Several Landscapes and 3 Landscapes in the Modern Style
Runs July 5 to August 16 at Western Exhibitions
Catch the last two shows at Western Exhibitions's 1821 W. Hubbard Street space before owner Scott Speh packs up and moves to 119 N. Peoria in early September 2008. Focusing on the landscape painting, a staple of any art historical text, education or re-interpretation, Speh incorporates two separate, though intrinsically connected, shows.

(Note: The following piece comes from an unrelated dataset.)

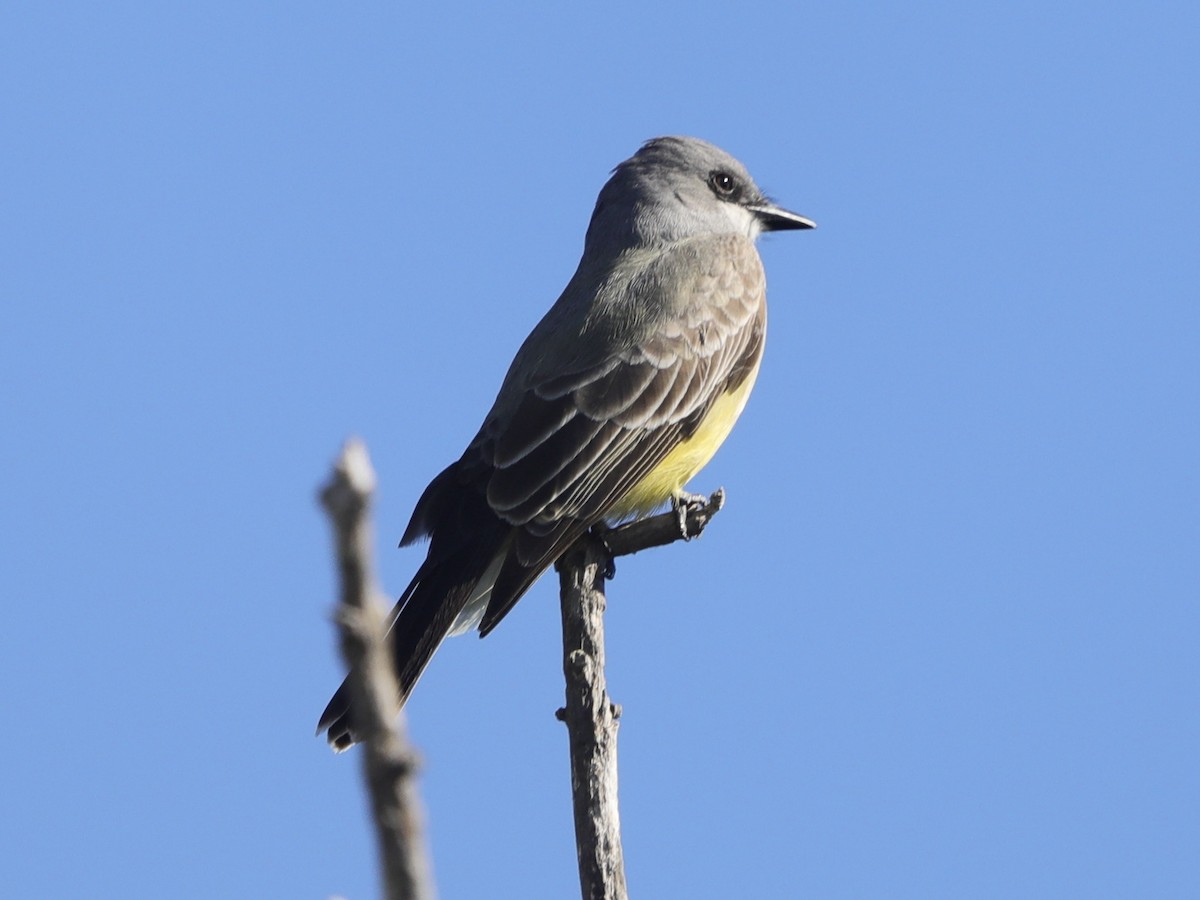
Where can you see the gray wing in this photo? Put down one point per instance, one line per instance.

In the Gallery 2 and 3 show, Landscapes in the Modern Style, artist Carl Baratta's psychedelic landscape paintings mesh disparate trees, multi-layered splatters of paint and hacked-up red tree trunks covered with black squares into whirling images; his references are nearly as random as his paint is scattered, including Middle Eastern miniature paintings, anime and English psychedelic album covers. In the Gallery 1 show, Several Landscapes, Claire Sherman shows soothing landscape paintings influenced by philosophical writings on the "sublime" in nature. But that's not all. Not even close. There are a bevy of other artists portraying the landscape through art in this show, too.